Grant's Tomb

My husband reads from the memoir of Ulysses S. Grant:

"I used to be a pronoun but I have become a verb.

The definition of a verb: What is, what was, and what suffers."

Sitting on his front porch wrapped in a blanket, cancer closing

his throat,

he wrote passionately, racing with death, hoping this memoir

would ensure his family's continued well being afterwards.

"Each day, a horrible night. Each night, not rest, nor light"

Every day of our visit to New York City my husband walked up

to Grant's Tomb, which was always empty, especially this summer

with the Nile Virus quieting the city.

Every night it rained and every day was damp and cool, just

what the mosquitoes required.

Inside the tomb it's dark. He rests in a giant mahogany coffin.

Everything is shining black marble and behind his eyes

the many wars fought and the countless dead.

The tour guides wait for transfers somewhere more interesting.

Somewhere warm, and outside; standing in this tomb for years

they have become dreamy for the sun. Disinterestedly they watch

as we circle the statues, whispering.

There is a table with a glass top, and inside are the bottles

of morphine and cocaine he took to sleep and to wake up

with the poison stirring in his throat.

He'd always had terrible headache sickness. On the morning of

Lee's surrender,

Grant wrote that he was suffering very severely and spent the night

bathing his feet in hot water and mustard, applying mustard plasters

on his wrists and the back of his head.

During the night he received the letter of surrender

His headache persisted.

Then the officer brought Lee's agreement to conditions of surrender.

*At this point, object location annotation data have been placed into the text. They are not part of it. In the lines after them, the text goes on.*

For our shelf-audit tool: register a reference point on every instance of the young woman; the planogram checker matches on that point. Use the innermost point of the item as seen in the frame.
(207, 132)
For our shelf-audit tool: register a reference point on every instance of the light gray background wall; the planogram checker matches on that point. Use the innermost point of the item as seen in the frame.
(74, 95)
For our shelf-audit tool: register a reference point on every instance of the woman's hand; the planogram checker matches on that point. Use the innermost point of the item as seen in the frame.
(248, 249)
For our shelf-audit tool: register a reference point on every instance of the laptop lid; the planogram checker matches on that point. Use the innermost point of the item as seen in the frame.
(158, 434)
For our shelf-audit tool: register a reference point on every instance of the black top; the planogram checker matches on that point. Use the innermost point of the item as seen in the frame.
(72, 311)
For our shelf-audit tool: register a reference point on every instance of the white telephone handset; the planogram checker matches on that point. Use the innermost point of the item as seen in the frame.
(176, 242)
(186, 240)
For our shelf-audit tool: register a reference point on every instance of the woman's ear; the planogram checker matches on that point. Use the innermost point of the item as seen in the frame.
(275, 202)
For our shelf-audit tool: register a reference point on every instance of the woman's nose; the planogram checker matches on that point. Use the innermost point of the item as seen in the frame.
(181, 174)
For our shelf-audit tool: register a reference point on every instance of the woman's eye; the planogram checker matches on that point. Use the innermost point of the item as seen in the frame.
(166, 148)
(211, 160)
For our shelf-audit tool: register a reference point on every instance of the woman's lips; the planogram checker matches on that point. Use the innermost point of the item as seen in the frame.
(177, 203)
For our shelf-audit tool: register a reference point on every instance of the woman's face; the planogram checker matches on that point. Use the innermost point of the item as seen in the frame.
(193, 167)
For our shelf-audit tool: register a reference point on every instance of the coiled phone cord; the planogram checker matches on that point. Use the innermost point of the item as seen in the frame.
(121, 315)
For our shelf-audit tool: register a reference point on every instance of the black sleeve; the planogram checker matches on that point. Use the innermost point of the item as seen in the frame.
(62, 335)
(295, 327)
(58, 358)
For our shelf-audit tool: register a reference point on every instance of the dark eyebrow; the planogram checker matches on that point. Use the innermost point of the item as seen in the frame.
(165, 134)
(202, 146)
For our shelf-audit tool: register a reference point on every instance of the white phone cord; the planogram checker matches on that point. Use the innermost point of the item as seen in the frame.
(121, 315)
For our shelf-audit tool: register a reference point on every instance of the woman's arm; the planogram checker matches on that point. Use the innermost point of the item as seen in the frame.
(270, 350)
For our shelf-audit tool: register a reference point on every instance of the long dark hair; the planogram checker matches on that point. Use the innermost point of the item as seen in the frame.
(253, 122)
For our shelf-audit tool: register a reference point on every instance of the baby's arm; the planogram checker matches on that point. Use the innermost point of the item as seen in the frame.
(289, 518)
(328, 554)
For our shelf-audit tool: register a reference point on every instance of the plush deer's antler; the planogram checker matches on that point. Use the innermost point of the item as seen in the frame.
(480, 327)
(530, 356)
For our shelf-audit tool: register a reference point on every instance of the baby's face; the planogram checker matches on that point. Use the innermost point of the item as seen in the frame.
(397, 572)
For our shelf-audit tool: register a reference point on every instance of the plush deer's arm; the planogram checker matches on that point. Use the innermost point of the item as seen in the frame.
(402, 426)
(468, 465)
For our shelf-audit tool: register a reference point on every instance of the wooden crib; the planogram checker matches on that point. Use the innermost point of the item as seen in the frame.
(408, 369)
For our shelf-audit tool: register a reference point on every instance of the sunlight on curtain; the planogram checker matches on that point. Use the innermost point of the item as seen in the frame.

The instant he saw the contents of the note he was cured

He hastened on.

My husband goes to the tomb as soon as it opens.

There was no penicillin in the Civil War. Most of the men died

of septic wounds,

something we could survive. Soldiers lay in bloodied fields

screaming and dying.

At the end of Grant's personal memoir, to summarize his life,

he wrote just four words. "Let there be peace," he said.